But Patty continues to have concerns.
She worries about who will care for Larry if she gets injured or sick. Larry, now 60, would still like to work, but has not been able to find a suitable job — especially since most workplaces are not wheelchair accessible. And it can be difficult to afford incontinence products Larry wears at recreational day programs.
“The money doesn’t last long,” Patty said.
Provincial matters
In the 2024 federal budget, Ottawa committed to begin consultations on a national caregiving strategy, something caregiving advocates have long requested.

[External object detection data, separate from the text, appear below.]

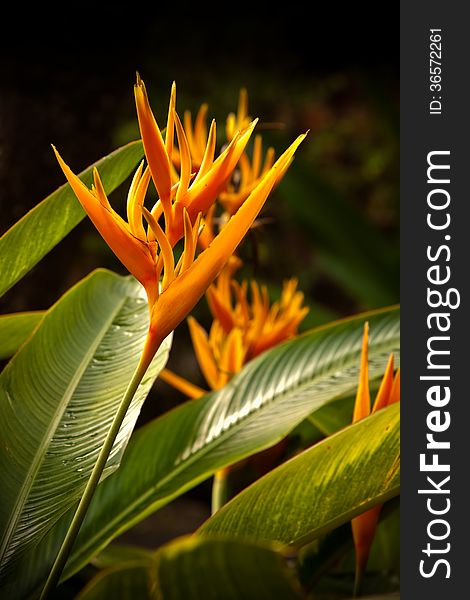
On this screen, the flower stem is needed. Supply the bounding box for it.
[40,354,150,600]
[211,467,230,514]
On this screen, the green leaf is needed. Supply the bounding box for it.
[279,162,399,307]
[92,544,152,569]
[5,308,399,597]
[0,141,144,296]
[199,404,400,546]
[0,310,44,359]
[76,536,302,600]
[0,271,169,572]
[76,560,151,600]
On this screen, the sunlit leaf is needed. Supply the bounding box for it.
[0,311,44,359]
[199,404,400,546]
[76,536,302,600]
[2,308,399,593]
[0,271,169,572]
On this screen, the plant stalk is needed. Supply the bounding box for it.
[211,467,230,514]
[40,354,152,600]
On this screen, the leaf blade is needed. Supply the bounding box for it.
[4,308,399,586]
[199,404,400,546]
[0,141,143,296]
[0,311,44,359]
[0,271,169,571]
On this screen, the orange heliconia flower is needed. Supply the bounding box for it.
[171,103,209,173]
[351,323,400,580]
[162,264,309,398]
[54,77,305,366]
[219,135,274,215]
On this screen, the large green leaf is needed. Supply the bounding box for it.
[4,308,399,597]
[0,310,44,359]
[0,141,144,296]
[199,404,400,546]
[0,271,169,571]
[76,536,302,600]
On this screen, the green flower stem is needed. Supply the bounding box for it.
[211,467,230,514]
[40,358,151,600]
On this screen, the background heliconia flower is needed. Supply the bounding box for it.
[161,257,309,397]
[351,322,400,591]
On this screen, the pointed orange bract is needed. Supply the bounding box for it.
[182,260,308,389]
[351,322,400,592]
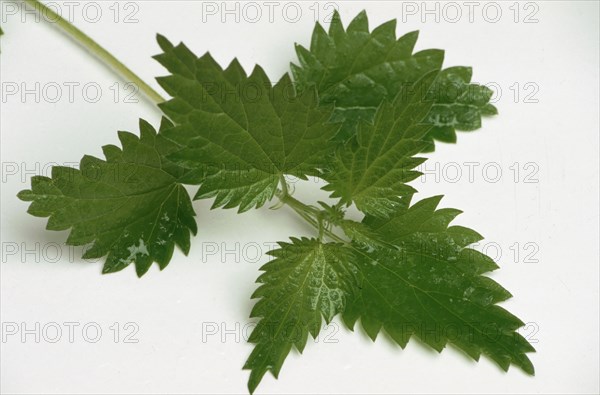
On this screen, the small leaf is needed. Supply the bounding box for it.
[323,72,436,217]
[244,238,356,393]
[19,120,196,276]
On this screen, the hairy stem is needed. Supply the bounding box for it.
[277,191,348,244]
[25,0,166,104]
[24,0,348,244]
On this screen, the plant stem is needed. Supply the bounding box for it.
[276,191,348,244]
[24,0,348,244]
[25,0,166,104]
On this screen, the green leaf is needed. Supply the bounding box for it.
[323,72,437,217]
[343,196,535,374]
[291,11,496,151]
[19,120,196,276]
[244,238,356,392]
[155,36,339,211]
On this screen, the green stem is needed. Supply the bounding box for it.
[25,0,166,104]
[24,0,348,244]
[276,191,349,244]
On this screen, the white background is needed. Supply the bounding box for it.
[0,1,599,394]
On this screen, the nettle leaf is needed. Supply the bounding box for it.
[291,11,496,151]
[343,196,535,374]
[19,120,196,276]
[155,36,339,211]
[244,238,356,392]
[323,72,437,217]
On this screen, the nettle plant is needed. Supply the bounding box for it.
[12,0,534,392]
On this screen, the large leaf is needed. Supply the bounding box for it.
[19,121,196,276]
[156,36,339,211]
[344,196,534,374]
[323,72,437,217]
[292,11,496,150]
[244,238,356,392]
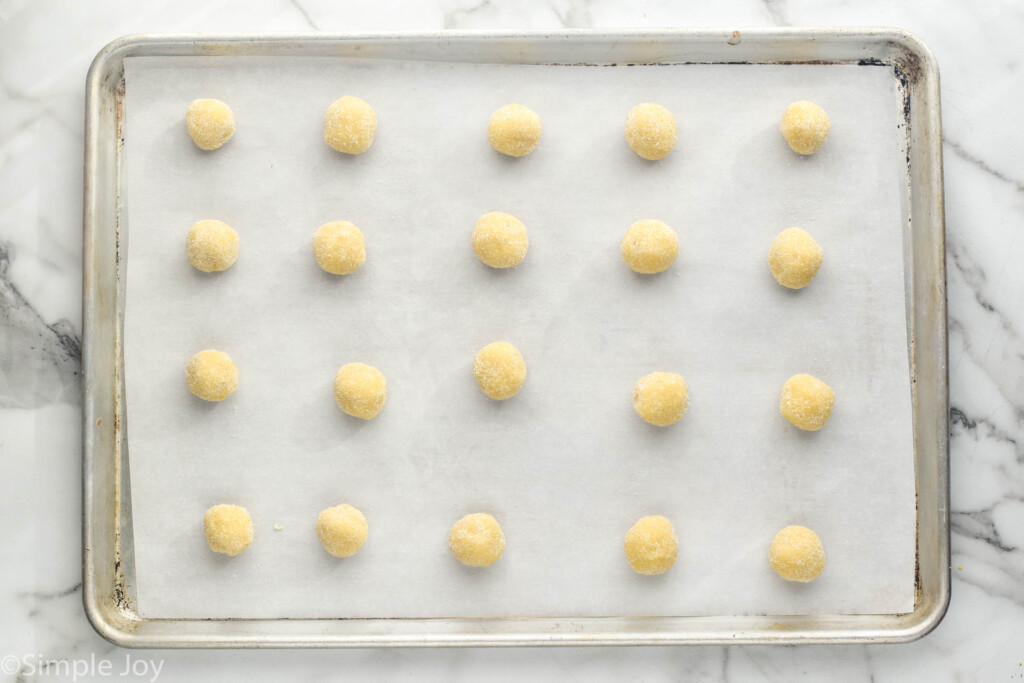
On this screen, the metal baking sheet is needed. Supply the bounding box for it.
[81,32,944,644]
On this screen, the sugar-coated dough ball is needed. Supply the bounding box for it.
[185,99,234,151]
[768,227,824,290]
[334,362,387,420]
[449,512,505,567]
[768,526,825,584]
[313,220,367,275]
[203,505,253,557]
[473,211,529,268]
[626,102,679,161]
[625,515,679,575]
[324,95,377,155]
[779,99,831,155]
[185,349,239,400]
[622,218,679,274]
[779,375,836,431]
[487,104,541,157]
[633,373,690,427]
[185,220,239,272]
[473,342,526,400]
[316,505,370,557]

But provinces also need to develop their own strategies, says Liv Mendelsohn, executive director of the Canadian Centre for Caregiving Excellence. Much of the supports caregivers need — such as health care, work leaves or home care services — come under provincial jurisdiction.
Caregivers are not concerned if support comes from the federal or provincial governments, Mendelsohn says. “They want quality care, and they want to be included in decision making, and they want to be adequately supported,” she said.
The Saskatoon Council on Aging has funded a survey of caregivers in Saskatchewan to ask them what their top needs were. Many of the 355 respondents identified that caregivers who live in areas outside of Saskatoon and Regina often struggle to access supports, such as reliable home care.
Caregivers also identified transportation into Regina and Saskatoon as a challenge. The Saskatoon Council on Aging wants the province to create a task force on rural caregiving to address these needs, says Gawdun.
‘Too exhausting’
Patty understands well the plight of rural caregivers. When Larry had his stroke, the couple was living on a farm 50 kilometres east of Saskatoon with their youngest son, a teenager at the time. Finding reliable home care was a struggle. The couple was ineligible for some home care programs because of their location. Keeping up with the farm became impossible.
Three years ago, the couple moved into a custom-built condo in Saskatoon. Their son, now in his 20s, still lives on the family farm, although the family rents out most of the farmland.
Patty’s mom, a widow, lives with the couple. She’s healthy, Patty says — something Patty does not take for granted. “My mom knows I’m not prepared to take care of two people,” she says. “There’s no way I could. It’s too exhausting.”
Yet despite spending nearly all her time caring for Larry, Patty says she does not see herself as a caregiver. “Yes, I look after him, but he’s still my husband,” she said. “I don’t consider myself his caregiver. I consider myself his wife, but I do the caregiver role.”
For his part, Larry says that his wife of 22 years does an excellent job fulfilling the marriage vow to love “in sickness and in health.”
He does not find it hard having Patty help him with personal tasks like bathing. “She does a very good job for me,” he said.
He just wishes there was more support to help her do it.